30 – So they (the great artists) dare to be idle, i.e., not to be pressed and duty-driven all the time. They dare to love people even when they are very bad, and they dare not to try and dominate others to show them what they must do for their own good. For great and creative men know what is best for every man is his own freedom so that his imagination… can grow in its own way, even if that way, to you or to me, or to policemen or churchgoers, seems very bad indeed.

103 – In writing one must be bold, free and truthful. Being truthful keeps one from the boldness that means showing off…

112 – And do not try to be consistent, for what is true to you today may not be true at all tomorrow, because you see a better truth.

113 – Perhaps that is why the Russians translate so well, because the important thing to them is what they felt, saw and thought. Life is more important to them than literature.

124 – For in fiction, Chekov said, you can pose a question… but you must not answer it. As soon as you answer it the readers know you are lying, i.e., forcing your characters to prove something.

126 – (Chekov) Out of respect for other people’s ears they are often silent.

135 – (Chekov) “For a lie is even more annoying in a story than conversation.”

136 – If you can at last see it clearly the writing is easy.

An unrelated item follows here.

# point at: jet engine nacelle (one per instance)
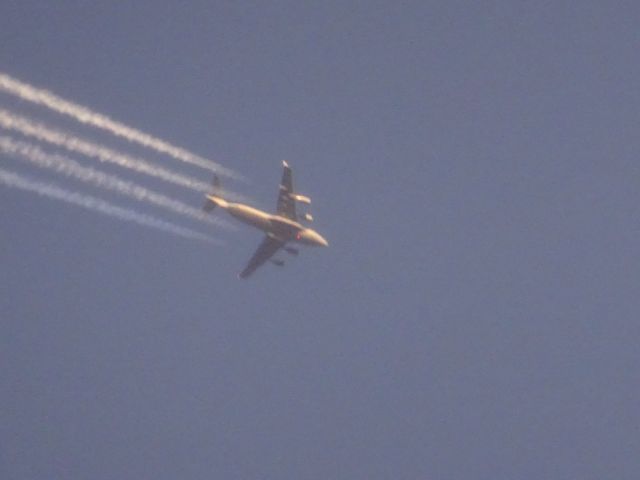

156 – And so try this yourself when you write an article. Do not worry about the whole. Write what is next, the idea that comes now at the moment. Don’t be afraid. For there will be more coherence and arrangement in your thoughts than you think.

158 – But this is the point: everybody in the world has the same conviction of inner importance, fire, of the god within. The tragedy is that either they stifle their fire by not believing in it and using it; or they try to prove to the world and themselves that they have it, not inwardly and greatly, but externally and egotistically, by some second-rate thing like money or power or more publicity.

Therefore all should work. First because it is impossible that you have no creative gift. Second: the only way to make it live and increase is to use it. Third: you cannot be sure that it is not a great gift.

175 – Later if you find what wrote isn’t true, accept the new truth. Consistency is the horror of the world.